У нас была договоренность: чужие люди, любовники, любовницы и тому подобные персоны в нашем доме появляться не должны, никогда. Но сейчас мы оба понимали: время для ссор было неподходящим.
Сознаюсь, что с трудом сдержался, чтобы не съязвить по поводу пижамы, которая принадлежала Амалии и долговязой Ольге была до потешности коротка.
– Никакая она тебе не баба. Сейчас мы уйдем.
Амалия стала расспрашивать меня о поисках Никиты, словно вдруг вспомнила, что сына нет дома. Можно было бы ожидать и не такого спокойного тона от напуганной мамаши, поэтому я заявил, что не желаю обсуждать семейные проблемы при посторонних. На этом наш разговор и свернулся. Вскоре они обе покинули квартиру, взявшись за руки. Закрывая дверь, Амалия сказала, что надо бы обратиться в полицию.
– Или в морг, – добавил я, но она, кажется, этих слов уже не услышала.
21.
На следующий день нам позвонили из муниципальной полиции и сообщили, куда мы должны явиться за Никитой. А также сказали, что, поскольку речь идет о несовершеннолетнем, уже заведено дело. На меня успокаивающе подействовал свойский тон, каким полицейский постарался смягчить мою первоначальную панику. Он даже позволил себе не слишком остроумную, но доброжелательную шутку, которая тоже помогла мне взять себя в руки. С нашим сыном все более или менее в порядке, если, конечно, в подобной ситуации вообще можно говорить о каком-то порядке. Его случай был, по всей видимости, одним из многих и многих, ежедневно происходивших в городе. А что касается заведенного дела, то тут нам не о чем беспокоиться. Полиция будет выяснять, какое заведение нарушило запрет на продажу спиртного несовершеннолетним.
Мы с Амалией вместе поехали за Никитой в больницу Сан Карлос. Он стал жертвой алкогольного отравления, и накануне вечером его доставила туда скорая. Как нам объяснили, в больницу он поступил в половине девятого вечера вдрызг пьяный, но в сознании, так что достаточно было применить к нему самые обычные меры. Витамины, глюкозу, сорбенты. Увидев сына, Амалия дала волю чувствам: обняла его и расцеловала, словно поздравляя с получением премии. Я же попытался проявить отцовскую строгость – хотя в нынешние времена это выходит из употребления и подвергается критике.
– Нам с тобой надо поговорить.
– Только не сейчас, пап.
Он распространял вокруг сильный и не самый приятный запах. И я в очередной раз смирился с мыслью, что мне придется взять на себя роль киношного злодея.
В машине по дороге домой нам с Амалией пришлось успокаивать Никиту. Он в первую очередь хотел знать, не отправят ли его полицейские в исправительное заведение. А еще боялся, что мы его накажем – запретим играть на приставке.
– Да погоди ты, сначала нам надо поговорить.
Но тут вмешала Амалия:
– Это мы уже слышали.
А Никита повторил с заднего сиденья дрожащим и жалобным голосом: пожалуйста, давай отложим разговор до другого дня.

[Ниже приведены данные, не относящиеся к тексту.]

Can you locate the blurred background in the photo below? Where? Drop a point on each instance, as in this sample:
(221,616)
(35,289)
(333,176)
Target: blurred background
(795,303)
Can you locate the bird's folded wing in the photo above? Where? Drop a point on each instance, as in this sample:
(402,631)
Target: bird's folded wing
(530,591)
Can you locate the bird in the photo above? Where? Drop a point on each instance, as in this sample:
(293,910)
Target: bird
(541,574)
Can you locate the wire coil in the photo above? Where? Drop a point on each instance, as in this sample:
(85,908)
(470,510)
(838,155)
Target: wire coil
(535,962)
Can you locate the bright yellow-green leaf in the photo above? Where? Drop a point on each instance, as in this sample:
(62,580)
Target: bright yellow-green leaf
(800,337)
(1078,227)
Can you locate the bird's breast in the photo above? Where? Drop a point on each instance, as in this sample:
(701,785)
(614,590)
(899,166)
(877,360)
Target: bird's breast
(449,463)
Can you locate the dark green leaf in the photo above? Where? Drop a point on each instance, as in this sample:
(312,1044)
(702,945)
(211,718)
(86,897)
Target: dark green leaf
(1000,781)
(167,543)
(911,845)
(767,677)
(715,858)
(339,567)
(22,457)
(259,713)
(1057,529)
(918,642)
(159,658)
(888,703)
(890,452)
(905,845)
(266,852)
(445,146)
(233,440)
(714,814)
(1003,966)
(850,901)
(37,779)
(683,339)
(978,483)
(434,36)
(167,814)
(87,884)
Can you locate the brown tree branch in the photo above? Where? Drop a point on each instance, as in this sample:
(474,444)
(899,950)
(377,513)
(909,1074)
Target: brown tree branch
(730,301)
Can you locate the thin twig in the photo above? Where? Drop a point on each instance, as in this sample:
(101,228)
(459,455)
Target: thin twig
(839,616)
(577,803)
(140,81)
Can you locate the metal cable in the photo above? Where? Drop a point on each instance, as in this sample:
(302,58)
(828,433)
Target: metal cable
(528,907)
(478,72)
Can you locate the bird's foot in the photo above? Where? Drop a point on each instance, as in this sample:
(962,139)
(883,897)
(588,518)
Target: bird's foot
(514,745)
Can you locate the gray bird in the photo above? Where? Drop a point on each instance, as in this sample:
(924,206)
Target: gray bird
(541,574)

Вот что он рассказал нам – но не сразу, подробности пришлось вытягивать из него частями. Наш сын вместе с друзьями отправился в гараж, принадлежавший отцу одного из них. Среди кучи всякого барахла там стояло несколько бутылей домашней мистелы. Вернее, сперва развеселая компания прикончила две бутылки водки, купленные на китайском рынке братом кого-то из них. Ему было всего шестнадцать, но лавочник не спросил у него нужного документа – ни в этот раз, ни в прошлые разы, поскольку, видимо, очень хотел заработать несколько евро, или не знал законов, или, на его восточный взгляд, парень выглядел достаточно взрослым, то есть старше своих лет.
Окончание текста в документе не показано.